Отчетливо помню тот промозглый осенний день, когда меня вызвали в школу: «Вы знаете, что натворил ваш Саша?..»

Директора, Юлию Романовну, как и меня, напугало не столько само событие, сколько та обстановка, в которой совершалось «геройство». У меня и теперь сердце заходится, когда вспоминаю все, о чем узнал тогда.
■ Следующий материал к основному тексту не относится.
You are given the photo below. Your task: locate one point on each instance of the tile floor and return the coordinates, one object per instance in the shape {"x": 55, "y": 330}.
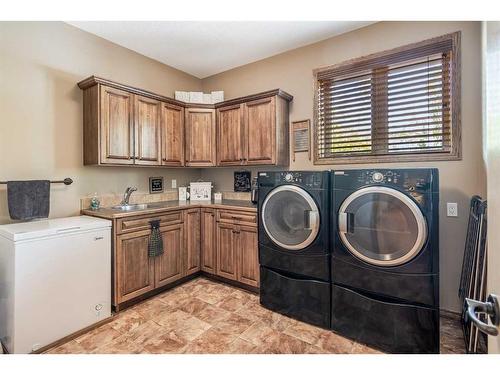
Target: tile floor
{"x": 203, "y": 316}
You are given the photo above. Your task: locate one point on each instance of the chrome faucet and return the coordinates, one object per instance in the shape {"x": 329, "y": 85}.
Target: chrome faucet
{"x": 127, "y": 194}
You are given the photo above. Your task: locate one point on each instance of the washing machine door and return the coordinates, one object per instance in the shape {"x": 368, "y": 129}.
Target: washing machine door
{"x": 290, "y": 217}
{"x": 382, "y": 226}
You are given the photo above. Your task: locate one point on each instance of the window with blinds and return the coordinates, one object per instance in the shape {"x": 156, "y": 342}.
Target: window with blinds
{"x": 393, "y": 106}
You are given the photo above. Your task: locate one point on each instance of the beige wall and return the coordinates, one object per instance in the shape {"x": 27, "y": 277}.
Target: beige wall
{"x": 292, "y": 72}
{"x": 491, "y": 66}
{"x": 41, "y": 109}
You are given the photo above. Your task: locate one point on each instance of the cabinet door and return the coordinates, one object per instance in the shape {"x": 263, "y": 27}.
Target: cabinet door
{"x": 230, "y": 135}
{"x": 172, "y": 135}
{"x": 168, "y": 266}
{"x": 208, "y": 242}
{"x": 248, "y": 256}
{"x": 226, "y": 251}
{"x": 200, "y": 137}
{"x": 134, "y": 268}
{"x": 117, "y": 135}
{"x": 192, "y": 242}
{"x": 147, "y": 131}
{"x": 260, "y": 131}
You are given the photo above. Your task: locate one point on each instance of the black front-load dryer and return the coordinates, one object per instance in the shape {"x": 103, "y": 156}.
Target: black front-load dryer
{"x": 385, "y": 258}
{"x": 294, "y": 244}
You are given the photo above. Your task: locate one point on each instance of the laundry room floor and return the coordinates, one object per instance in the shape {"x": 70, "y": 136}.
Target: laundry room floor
{"x": 203, "y": 316}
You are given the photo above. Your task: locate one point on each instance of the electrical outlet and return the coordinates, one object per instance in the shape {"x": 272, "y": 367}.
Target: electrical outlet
{"x": 452, "y": 209}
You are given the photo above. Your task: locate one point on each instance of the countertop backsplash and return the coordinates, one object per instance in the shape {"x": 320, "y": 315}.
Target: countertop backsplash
{"x": 108, "y": 200}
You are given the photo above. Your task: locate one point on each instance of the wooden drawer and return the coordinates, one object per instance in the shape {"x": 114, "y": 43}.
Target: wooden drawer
{"x": 135, "y": 223}
{"x": 237, "y": 217}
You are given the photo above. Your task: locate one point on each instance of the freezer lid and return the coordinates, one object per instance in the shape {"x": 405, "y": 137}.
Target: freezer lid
{"x": 51, "y": 227}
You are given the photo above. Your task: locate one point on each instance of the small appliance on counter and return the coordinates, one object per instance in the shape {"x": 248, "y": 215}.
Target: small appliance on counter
{"x": 200, "y": 191}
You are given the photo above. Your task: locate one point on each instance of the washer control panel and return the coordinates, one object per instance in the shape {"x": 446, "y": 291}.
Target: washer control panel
{"x": 388, "y": 177}
{"x": 379, "y": 177}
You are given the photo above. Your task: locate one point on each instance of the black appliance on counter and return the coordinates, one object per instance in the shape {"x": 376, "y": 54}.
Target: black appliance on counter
{"x": 385, "y": 258}
{"x": 294, "y": 251}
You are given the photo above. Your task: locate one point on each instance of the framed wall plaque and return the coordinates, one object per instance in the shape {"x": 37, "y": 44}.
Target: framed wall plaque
{"x": 301, "y": 137}
{"x": 242, "y": 181}
{"x": 155, "y": 185}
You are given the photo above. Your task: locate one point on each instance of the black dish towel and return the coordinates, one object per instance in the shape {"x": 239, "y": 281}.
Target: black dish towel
{"x": 155, "y": 246}
{"x": 28, "y": 199}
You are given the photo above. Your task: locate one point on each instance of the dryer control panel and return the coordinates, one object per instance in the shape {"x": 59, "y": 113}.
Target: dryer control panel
{"x": 315, "y": 180}
{"x": 405, "y": 179}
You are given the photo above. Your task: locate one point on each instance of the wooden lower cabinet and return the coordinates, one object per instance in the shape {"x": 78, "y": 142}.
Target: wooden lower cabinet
{"x": 191, "y": 257}
{"x": 194, "y": 239}
{"x": 226, "y": 250}
{"x": 135, "y": 270}
{"x": 168, "y": 266}
{"x": 237, "y": 253}
{"x": 208, "y": 241}
{"x": 248, "y": 256}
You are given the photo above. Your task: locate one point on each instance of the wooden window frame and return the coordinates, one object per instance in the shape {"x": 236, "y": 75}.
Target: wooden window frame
{"x": 456, "y": 139}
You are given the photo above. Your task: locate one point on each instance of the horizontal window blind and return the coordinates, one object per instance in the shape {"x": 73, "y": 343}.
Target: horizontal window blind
{"x": 399, "y": 103}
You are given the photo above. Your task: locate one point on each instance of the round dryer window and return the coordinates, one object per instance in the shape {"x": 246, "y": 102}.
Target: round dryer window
{"x": 382, "y": 226}
{"x": 290, "y": 217}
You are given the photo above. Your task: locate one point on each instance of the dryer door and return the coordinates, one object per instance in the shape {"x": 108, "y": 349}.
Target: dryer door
{"x": 290, "y": 217}
{"x": 382, "y": 226}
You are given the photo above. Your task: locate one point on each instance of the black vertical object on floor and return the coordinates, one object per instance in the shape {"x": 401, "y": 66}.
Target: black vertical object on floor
{"x": 473, "y": 278}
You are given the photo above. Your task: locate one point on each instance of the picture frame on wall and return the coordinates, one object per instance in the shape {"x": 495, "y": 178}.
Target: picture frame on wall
{"x": 242, "y": 181}
{"x": 155, "y": 185}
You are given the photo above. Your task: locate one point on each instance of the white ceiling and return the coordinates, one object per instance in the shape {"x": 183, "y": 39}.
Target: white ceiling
{"x": 206, "y": 48}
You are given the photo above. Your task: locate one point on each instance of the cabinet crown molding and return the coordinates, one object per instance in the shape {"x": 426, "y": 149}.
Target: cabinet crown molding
{"x": 94, "y": 80}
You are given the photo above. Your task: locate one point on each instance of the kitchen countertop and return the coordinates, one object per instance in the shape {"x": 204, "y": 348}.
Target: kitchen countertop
{"x": 109, "y": 213}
Нудный, трясучий дождик, «брысево» — так назывался он у нас дома. Черные от свинцового неба школьные окна. Мокрая во двор выходящая стена. Ослизлый и выщербленный карниз — выступчик в четвертушку кирпичины! И по нему, прижимаясь к стене, пробирается мальчишка с прикрученным к поясному ремню портфелем. Один неверный шаг… Один надтреснутый кирпич… Ослизлый мох, подвернувшийся под подошву ботинка… Соскользнувшие с подоконного выступа пальцы… Только одной, любой на выбор, из всего перечня случайностей с избытком хватило бы на самое страшное. Этаж-то третий!
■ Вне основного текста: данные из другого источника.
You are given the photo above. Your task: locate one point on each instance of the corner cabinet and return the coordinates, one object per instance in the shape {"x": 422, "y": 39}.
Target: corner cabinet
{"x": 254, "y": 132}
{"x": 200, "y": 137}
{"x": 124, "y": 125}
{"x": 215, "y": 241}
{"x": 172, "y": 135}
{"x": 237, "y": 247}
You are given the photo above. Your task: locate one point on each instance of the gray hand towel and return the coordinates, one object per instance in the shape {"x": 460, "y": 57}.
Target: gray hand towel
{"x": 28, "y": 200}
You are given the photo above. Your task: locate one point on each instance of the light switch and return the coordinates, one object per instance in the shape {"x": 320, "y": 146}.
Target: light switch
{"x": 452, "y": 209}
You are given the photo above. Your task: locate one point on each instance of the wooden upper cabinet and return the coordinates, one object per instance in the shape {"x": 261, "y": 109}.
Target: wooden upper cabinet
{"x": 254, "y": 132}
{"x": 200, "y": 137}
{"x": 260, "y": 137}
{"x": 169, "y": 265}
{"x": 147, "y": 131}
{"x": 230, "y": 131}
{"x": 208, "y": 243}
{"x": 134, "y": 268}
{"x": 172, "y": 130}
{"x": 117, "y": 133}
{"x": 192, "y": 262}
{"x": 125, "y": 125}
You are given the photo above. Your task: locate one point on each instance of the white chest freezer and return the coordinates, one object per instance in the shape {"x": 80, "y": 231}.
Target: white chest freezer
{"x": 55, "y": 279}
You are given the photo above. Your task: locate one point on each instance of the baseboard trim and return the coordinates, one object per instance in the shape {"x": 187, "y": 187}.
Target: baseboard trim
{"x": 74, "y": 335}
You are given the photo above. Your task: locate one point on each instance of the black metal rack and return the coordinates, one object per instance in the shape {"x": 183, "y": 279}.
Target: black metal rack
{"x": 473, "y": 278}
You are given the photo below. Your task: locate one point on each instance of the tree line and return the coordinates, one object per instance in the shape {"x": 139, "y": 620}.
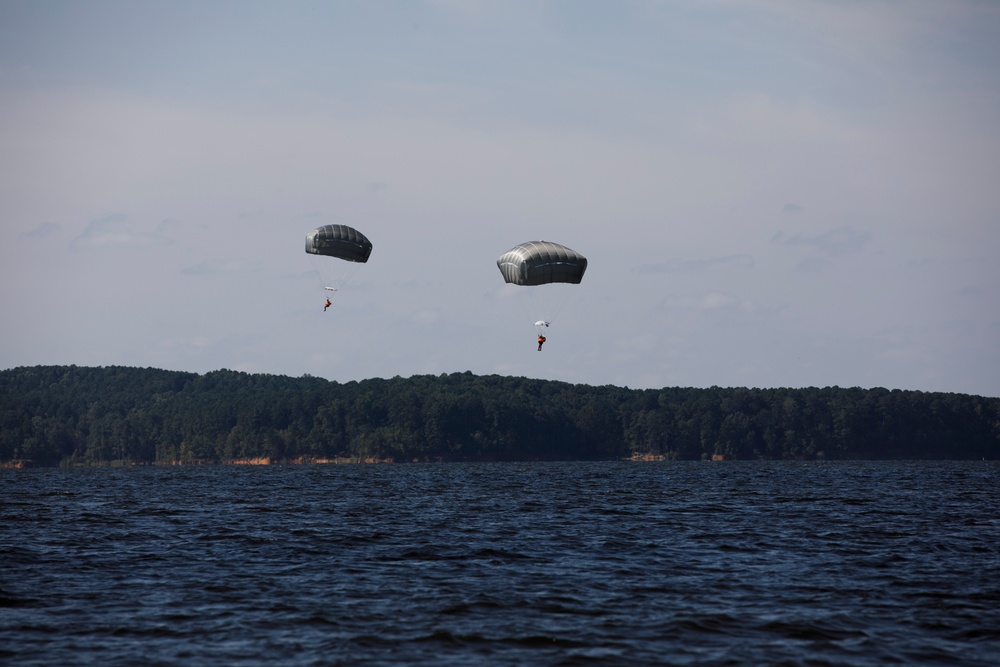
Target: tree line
{"x": 70, "y": 415}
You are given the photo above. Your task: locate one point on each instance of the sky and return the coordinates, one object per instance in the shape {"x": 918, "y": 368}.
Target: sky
{"x": 769, "y": 194}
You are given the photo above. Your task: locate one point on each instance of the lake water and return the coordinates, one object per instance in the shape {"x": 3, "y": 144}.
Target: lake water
{"x": 613, "y": 563}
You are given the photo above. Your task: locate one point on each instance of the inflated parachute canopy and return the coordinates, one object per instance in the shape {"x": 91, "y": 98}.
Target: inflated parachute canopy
{"x": 540, "y": 263}
{"x": 339, "y": 241}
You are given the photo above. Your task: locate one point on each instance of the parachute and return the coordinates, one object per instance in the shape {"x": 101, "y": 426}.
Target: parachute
{"x": 336, "y": 252}
{"x": 542, "y": 263}
{"x": 546, "y": 269}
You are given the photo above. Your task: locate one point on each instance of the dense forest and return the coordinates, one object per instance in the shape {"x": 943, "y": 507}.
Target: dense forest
{"x": 70, "y": 415}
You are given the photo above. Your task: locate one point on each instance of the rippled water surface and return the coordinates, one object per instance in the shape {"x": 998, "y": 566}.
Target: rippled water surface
{"x": 857, "y": 563}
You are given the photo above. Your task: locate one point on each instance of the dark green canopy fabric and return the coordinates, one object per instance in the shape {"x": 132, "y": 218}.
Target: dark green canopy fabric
{"x": 540, "y": 263}
{"x": 339, "y": 241}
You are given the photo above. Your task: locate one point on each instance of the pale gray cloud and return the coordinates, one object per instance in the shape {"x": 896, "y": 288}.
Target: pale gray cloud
{"x": 116, "y": 231}
{"x": 214, "y": 267}
{"x": 676, "y": 265}
{"x": 448, "y": 131}
{"x": 841, "y": 241}
{"x": 43, "y": 230}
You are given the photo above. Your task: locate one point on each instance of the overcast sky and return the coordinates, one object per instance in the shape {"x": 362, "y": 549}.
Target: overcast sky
{"x": 770, "y": 194}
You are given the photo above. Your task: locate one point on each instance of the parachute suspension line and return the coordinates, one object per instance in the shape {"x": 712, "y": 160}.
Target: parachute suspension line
{"x": 336, "y": 252}
{"x": 543, "y": 272}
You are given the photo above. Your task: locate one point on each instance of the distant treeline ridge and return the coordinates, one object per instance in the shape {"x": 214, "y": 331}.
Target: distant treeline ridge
{"x": 70, "y": 415}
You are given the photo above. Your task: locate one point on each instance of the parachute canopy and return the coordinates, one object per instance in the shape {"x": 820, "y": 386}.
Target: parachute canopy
{"x": 540, "y": 263}
{"x": 339, "y": 241}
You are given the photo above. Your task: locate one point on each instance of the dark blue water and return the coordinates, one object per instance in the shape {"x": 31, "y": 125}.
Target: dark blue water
{"x": 665, "y": 563}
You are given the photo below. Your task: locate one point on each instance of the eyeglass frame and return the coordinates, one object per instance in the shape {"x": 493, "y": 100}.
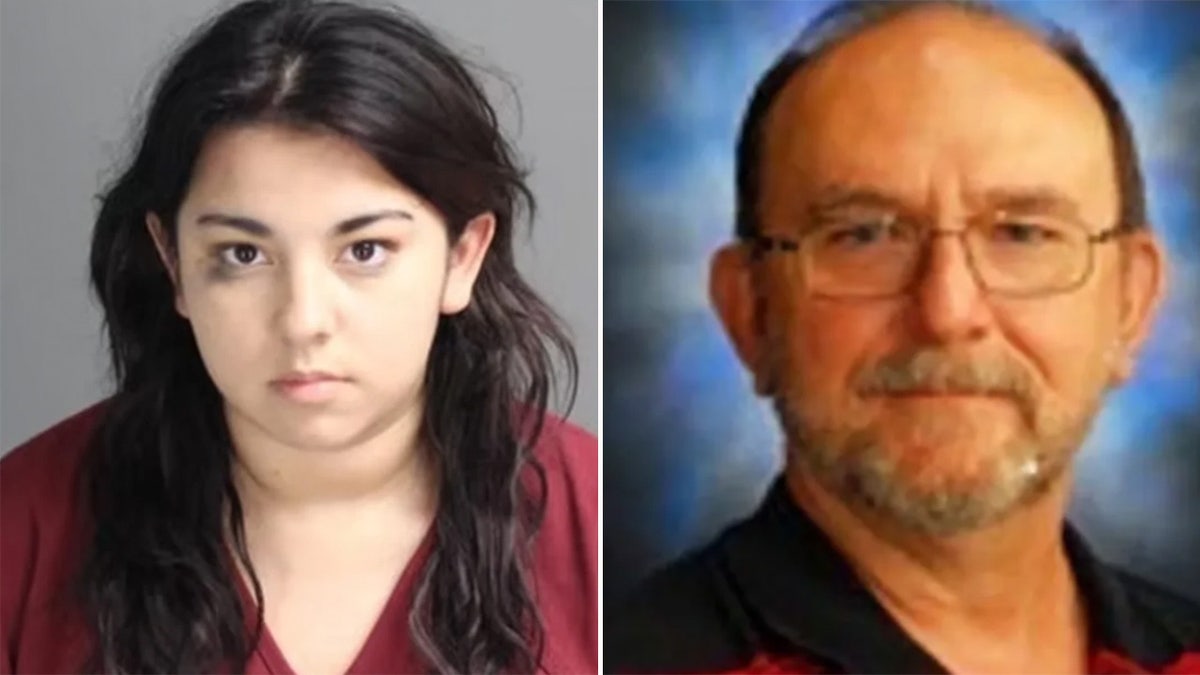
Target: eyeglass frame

— И ради чего?! — возмущается Юлия Романовна, — Рисковать, чтобы доставить удовольствие классу и несколько острых минут учителю?

Конечно, дома был у нас с тобой мужской разговор: нужно было совершенно точно узнать, во имя чего проявлено «геройство».

Ты улыбался. Ямочки на щеках, а глаза задумчивые и чуть грустные.

— Ради чего, Саша? Класс позабавить?

— Просто хотел доказать…

— Что?

— Что, если захочу, — смогу.

— Интересно. Но ты же у нас наблюдательный, разве не приходилось примечать: люди, они все больше норовят через дверь…

Молчание. И улыбка.

— На что тебе это все-таки?

— Ну, мало ли… Вдруг придется.

Ты внезапно посерьезнел. Улыбка погасла. Сказал, будто гвоздь забил:

— Человек должен уметь все.

И снова заулыбался. Теперь уже чуть виновато, словно извинялся за доставленные переживания и хлопоты.

И допускаю, что ты мне сказал не все. Ну, конечно, поманила тебя и «дымка геройства» и неизбежные лавры озорной славы… И мне когда-то было одиннадцать, и во мне в ту пору «под завязку» было и озорства и бесстрашия. Как-то, помню, запросто сжевал учительскую записку, врученную набедокурившему дружку, вызов родителей в школу. То было почти ордером на отцовский, всегда особо кусачий ремень. Сжевал документ я не только в приступе мальчишеского гуманизма, но и из «корыстных» соображений: все мы любили в детстве, чтобы сверстники глядели на нас глазами, полными восхищения и зависти.

Но твой ответ, признаться, подсказал мне и уместный финал нашего разговора:

— Скажи, Саша, как по-твоему, может человек, если, разумеется, очень захочет, удержать себя от очередной глупости, на которую уже совсем решился?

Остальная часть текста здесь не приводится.